Eigentlich sollte hier ein Artikel entstehen, der sich ausführlich mit der Überflüssigkeit mutwillig zur Schau gestellter Heiratsanträge und inszenierter Verlobungsvideos auf Instagram auseinandersetzt. Material gibt es mehr als genug; unter Hashtags wie #heproposed oder #shesaidyes finden sich millionenfach die immer gleichen Motive.

Entweder perfekt manikürte Fingerchen, an denen ein exorbitant großes Juwel pappt und lupenrein in die Linse flimmert. Oder die überrascht vors Ö-Mündchen geschlagenen Hände, ebenso makellos manikürt, mit dem Blick auf den*die knieende Partner*in, der*die besagtes Juwel hoffnungsvoll in einem aufgeklappten Kästchen präsentiert. Oh, und Eiffelturm. Ganz oft Eiffelturm. Manchmal auch eine besonders innige Emo-Umarmung mit gesenkten Augenlidern, bei der selbstredend das Juwel zentral aufs Bild gehört.

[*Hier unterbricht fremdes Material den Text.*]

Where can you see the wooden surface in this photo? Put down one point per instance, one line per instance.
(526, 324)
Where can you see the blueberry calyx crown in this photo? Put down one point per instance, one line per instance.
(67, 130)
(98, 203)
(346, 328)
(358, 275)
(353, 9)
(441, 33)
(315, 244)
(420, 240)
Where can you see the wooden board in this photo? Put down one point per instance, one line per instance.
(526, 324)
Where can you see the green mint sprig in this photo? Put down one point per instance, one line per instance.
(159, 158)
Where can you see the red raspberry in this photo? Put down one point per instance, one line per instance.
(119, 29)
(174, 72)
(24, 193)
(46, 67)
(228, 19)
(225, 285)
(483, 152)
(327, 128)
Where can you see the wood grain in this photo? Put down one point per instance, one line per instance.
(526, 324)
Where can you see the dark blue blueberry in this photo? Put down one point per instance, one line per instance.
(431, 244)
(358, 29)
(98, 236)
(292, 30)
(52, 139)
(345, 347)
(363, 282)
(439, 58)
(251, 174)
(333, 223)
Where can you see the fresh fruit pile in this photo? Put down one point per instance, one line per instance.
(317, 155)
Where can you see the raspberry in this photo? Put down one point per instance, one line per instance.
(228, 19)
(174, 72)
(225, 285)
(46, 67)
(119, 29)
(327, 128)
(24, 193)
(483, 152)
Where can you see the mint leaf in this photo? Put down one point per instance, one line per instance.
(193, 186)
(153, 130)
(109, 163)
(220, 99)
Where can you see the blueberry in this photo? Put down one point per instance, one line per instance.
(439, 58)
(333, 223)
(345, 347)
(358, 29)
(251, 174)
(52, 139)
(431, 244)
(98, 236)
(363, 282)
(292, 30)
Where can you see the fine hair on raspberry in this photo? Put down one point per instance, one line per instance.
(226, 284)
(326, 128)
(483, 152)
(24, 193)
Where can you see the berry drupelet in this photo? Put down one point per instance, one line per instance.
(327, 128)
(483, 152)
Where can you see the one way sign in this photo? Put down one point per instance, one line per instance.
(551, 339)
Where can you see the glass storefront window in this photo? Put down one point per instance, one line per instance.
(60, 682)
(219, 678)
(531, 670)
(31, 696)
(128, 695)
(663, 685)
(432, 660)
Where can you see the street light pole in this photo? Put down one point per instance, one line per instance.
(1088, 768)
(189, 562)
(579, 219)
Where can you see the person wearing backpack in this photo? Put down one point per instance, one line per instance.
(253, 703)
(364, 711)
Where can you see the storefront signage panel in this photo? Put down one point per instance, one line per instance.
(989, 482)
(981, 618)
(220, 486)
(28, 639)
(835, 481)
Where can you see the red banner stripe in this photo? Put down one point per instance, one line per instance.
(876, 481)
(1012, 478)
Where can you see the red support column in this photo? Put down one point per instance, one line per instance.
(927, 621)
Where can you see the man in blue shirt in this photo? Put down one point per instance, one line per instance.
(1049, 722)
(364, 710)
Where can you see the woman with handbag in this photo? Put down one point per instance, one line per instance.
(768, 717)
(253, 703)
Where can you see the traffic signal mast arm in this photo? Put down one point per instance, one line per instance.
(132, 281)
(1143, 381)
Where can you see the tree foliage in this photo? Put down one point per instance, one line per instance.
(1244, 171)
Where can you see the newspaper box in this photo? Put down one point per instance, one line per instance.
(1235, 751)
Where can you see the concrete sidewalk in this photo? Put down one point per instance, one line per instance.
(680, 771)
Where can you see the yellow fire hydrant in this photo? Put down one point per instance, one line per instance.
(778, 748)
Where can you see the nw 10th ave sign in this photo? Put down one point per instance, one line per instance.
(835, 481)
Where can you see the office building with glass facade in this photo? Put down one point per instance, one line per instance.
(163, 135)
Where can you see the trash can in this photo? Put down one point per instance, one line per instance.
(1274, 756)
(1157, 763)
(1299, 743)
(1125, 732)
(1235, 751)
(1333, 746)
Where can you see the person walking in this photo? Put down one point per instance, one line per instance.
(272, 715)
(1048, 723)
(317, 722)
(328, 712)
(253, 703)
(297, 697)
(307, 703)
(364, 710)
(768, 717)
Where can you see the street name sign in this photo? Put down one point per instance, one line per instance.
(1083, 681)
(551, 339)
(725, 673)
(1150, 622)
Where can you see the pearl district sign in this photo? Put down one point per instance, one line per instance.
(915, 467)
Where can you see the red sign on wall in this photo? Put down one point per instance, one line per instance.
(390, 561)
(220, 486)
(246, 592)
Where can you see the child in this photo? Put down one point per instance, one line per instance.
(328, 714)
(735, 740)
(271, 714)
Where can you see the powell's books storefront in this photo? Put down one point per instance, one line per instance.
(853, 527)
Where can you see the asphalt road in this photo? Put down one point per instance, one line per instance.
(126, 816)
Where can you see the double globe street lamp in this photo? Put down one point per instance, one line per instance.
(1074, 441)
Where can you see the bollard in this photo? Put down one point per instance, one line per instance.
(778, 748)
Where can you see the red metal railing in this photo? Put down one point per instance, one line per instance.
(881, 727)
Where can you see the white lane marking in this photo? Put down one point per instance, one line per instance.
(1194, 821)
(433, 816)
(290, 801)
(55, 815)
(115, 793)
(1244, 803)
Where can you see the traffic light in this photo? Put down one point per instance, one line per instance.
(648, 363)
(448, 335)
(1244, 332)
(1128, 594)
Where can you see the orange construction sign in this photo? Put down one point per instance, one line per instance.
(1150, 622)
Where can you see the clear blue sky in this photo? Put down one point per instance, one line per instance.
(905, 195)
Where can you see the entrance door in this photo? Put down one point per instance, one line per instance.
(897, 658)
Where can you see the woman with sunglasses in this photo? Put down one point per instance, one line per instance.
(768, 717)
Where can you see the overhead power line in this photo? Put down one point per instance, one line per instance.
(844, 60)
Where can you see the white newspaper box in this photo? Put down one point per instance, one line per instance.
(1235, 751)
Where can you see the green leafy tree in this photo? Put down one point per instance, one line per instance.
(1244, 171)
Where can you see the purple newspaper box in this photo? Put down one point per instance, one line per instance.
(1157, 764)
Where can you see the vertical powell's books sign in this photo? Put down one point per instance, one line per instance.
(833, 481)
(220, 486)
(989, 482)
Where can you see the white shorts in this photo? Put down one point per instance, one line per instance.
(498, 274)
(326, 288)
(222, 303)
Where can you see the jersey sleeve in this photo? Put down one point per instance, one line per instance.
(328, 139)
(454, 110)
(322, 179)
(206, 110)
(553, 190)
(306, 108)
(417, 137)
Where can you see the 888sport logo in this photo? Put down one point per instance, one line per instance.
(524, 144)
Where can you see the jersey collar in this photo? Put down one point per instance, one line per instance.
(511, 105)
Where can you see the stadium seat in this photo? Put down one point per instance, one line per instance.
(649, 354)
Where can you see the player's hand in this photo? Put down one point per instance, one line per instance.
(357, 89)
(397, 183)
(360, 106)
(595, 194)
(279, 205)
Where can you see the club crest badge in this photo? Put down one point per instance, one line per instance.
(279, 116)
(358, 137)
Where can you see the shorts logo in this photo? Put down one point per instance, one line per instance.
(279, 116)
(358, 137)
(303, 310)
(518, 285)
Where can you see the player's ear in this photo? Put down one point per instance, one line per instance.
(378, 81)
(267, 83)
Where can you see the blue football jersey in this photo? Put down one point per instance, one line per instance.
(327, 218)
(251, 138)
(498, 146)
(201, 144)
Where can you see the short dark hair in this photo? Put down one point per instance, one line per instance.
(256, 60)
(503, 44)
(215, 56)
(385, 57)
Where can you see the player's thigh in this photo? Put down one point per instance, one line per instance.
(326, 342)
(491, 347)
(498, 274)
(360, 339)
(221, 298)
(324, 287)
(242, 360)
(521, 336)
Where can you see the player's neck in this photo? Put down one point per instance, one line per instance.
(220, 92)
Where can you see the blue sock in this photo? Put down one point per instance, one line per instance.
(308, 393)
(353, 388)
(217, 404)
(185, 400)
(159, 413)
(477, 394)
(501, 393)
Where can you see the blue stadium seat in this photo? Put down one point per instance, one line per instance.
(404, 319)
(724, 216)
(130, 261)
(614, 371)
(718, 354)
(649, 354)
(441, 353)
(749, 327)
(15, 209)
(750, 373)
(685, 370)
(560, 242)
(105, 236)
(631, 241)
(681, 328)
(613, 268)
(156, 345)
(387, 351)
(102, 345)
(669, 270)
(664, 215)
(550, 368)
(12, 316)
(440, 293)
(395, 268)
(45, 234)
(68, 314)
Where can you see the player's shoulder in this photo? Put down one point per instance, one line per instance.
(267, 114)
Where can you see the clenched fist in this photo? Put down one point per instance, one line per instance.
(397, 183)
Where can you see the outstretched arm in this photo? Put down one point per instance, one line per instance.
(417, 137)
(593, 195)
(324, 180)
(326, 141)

Je größer der Edelstein, desto besser – denn das bedeutet in unserer auf materiellen Wohlstand ausgerichteten Welt nicht nur, dass der*die Partner*in es vermocht hat, entsprechende finanzielle Ressourcen locker zu machen, sondern auch, dass die Liebe groß und so echt sein muss wie der Klunker.

Und unter allen Pärchen-Zurschaustellungen auf Instagram ist die Verlobung das Highlight; demonstriert sie doch sichtbar für alle Welt, dass er*sie es geschafft hat, einen anderen Menschen davon zu überzeugen, sehr viel Geld in eine Party zu investieren und öffentlich die Absicht zu verkünden, bis ans Lebensende zusammen und möglichst monogam zu leben. Das ist indirekt verknüpft mit der Botschaft "Seht her, ich bin liebenswert – ich bin es wert geliebt zu werden". Bäm! Glitzer, Funkeln, Küsschen.

Auf Instagram fehlt das Herz

Selbstredend heißt das nicht, dass die auf Instagram frisch Verlobten nicht aufrichtig glücklich sein können. Von Herzen volle Gönnung und toi, toi, toi! Es ist vielmehr die dazugehörige gefilterte Inszenierung auf Bergen und Brücken, in Kostümen und Kulissen, die bei mir diesen latenten Brechreiz hinten im Hals auslöst. Die so wirkt, als wäre alles orchestriert und mehrfach geprobt und alle eingeweiht, sogar der Berg und die Brücke. Wie der Teil einer TV-Show mit dem Titel Mein supergeiles Leben. Irgendwas fehlt mir da, vielleicht das Herz?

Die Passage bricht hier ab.